In Objective 2, we tested humans for their spontaneous abilities with regard to stone tool use and production know-how. No previous study has ever tested humans in such a pure "baseline" condition (i.e. in the entire absence of any type of a form model). We found that naive human participants can spontaneously make and use stone tools. These form-naive participants re-innovated all four early stone tool production know-hows on the spot (Snyder et al. 2022, Sci Adv).

Objective 3 was designed to test for the unintentional, automatic production of early stone tool forms via the unsupervised outputs of a "virtual knapper" 3D software program under various "know-how" rule settings. STONECULT did not achieve this, as the necessary software program remained in a prototypical - proof-of-principle – stage (Orellana Figueroa et al. 2021, Sci Rep). However, this proof-of-principle created a path that can now be realistically followed to create a functioning virtual knapping software
All three objectives of the STONECULT grant achieved outcomes beyond the state of the art - though to varying degrees (see below).
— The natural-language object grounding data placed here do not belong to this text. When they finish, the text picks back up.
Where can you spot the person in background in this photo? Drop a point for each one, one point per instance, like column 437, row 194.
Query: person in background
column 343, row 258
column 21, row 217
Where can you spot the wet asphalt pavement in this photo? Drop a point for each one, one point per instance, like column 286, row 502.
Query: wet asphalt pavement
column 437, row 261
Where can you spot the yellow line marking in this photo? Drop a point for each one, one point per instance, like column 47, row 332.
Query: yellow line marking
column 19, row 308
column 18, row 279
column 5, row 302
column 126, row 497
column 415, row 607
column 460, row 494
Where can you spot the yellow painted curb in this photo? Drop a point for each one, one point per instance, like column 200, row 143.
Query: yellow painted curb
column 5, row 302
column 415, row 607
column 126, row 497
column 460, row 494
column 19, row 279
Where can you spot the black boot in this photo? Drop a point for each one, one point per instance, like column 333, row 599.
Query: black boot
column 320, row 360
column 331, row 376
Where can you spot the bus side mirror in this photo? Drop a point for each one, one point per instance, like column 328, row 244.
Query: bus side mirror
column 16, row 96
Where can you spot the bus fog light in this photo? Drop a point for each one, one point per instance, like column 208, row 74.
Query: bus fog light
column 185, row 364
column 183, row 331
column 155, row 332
Objective 1: Our results changed the status quo on ape abilities to produce and use sharp stone flakes (i.e. corresponding to early stone tools; henceforth stone tools). Formerly, based on earlier ape stone tool studies, it was sometimes thought that apes are able to do so regularly. Our experiments have shown instead that apes rarely if ever make or use stone tools (e.g. Bandini et al. 2021; Motes-Rodrigo et al. 2022). believe that differences in training and enculturation overall best explain the observed differences in performances (Bandini et al. 2021; Motes-Rodrigo et al. 2022). Overall, we therefore favour the hypothesis that human demonstrations alone (as in previous studies) do not suffice to make apes reliable stone tool users or makers.

Objective 2: Here we found that the often-held assumption that humans require form models of some type(s) to copy early stone tool production know-how ("early knapping techniques") is untrue. When we tested knapping-naive human participants - naivety established via post-test questionnaires - many proved spontaneously able to knap in the entire absence of such models (Snyder et al. 2022). Together with primate data (our orangutan data above, but also capuchin test data from the 1990s by Westergaard and Suomi) this data strongly indicates that knapping forms do not logically require form copying - indeed, none of the earliest knapping techniques logically requires such copying. This is direct evidence for the latent solution model of early stone tools (sensu Tennie et al. 2016, 2017).

Objective 3: We failed to produce a fully functioning, realistic virtual knapping software - which meant that we could not then use it to test various ways in which various later stone tool shapes came about. However, we were still successful in achieving the creation of a feasible software production pipeline for a future virtual knapper software (Orellana Figueroa et al. 2021).

Also in many other ways the STONECULT project further advanced the state of the art (see project website for these).